If they think that "we're buying the Australia project batteries from Samsung" isn't material -- if they think "we weren't producing the first 50 prodution cars on a production BIW line, they were hand built" isn't material, uh... sure, this is sort of a grey area. You could claim that this wasn't material. But you'd be wrong.
If you have a different view that's an opinion, not a black and white fact that they are breaking the law.
And your $5000 claim to fix the Reg FD issue? Come on. They have to sell these bond issuances and get investors excited about the company in order to raise capital. It's absolutely essential to the survival of the company. The last thing Tesla needs is an overzealous legal team telling IR to stop selling the company to investors due to Reg FD fears. It's not cheap or easy to publish everything that's said to investors, either
Citation needed. They've actually given entire POWERPOINT PRESENTATIONS to select groups of investors which they haven't published. It's trivial to publish those; it costs nothing at all. $0. It is cheap and it is easy. It does not require publishing any questions from the investors.
At the moment, I don't think anyone's inclined to complain.... simply because the investors getting these presentations are routinely leaking the information, so it ends up being public quickly anyway. Good for them.

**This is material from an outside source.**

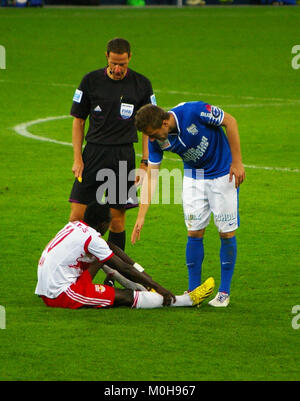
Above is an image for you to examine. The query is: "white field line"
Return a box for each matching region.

But it's silly for Tesla to rely on that.
(plus the slippery slope problem). That could cost Tesla hundreds of millions in investment dollars.
Why? Because these investors need to feel, emotionally, like they're doing illegal insider trading, even if they're not really? I suppose that makes sense, if the investors are really emotionally driven.
I'm going to make a contrast: I've followed the actions of legal teams of other companies over the years.
IBM's is unconditionally stellar, always doing everything right. ExxonMobil is arguably evil but tactically extremely effective. Berkshire Hathaway is exceptionally good at all their legal work.
GE, 3M, and several railroad companies I've followed have mediocre but competent legal teams, who are effective most of the time.
Tesla is well below any of those by any external measure. Now, sure, you can say that's just because they're a startup. That's probably true. But they're getting bigger. It's about time they hired a competent in-house general counsel instead of using Elon's divorce lawyer.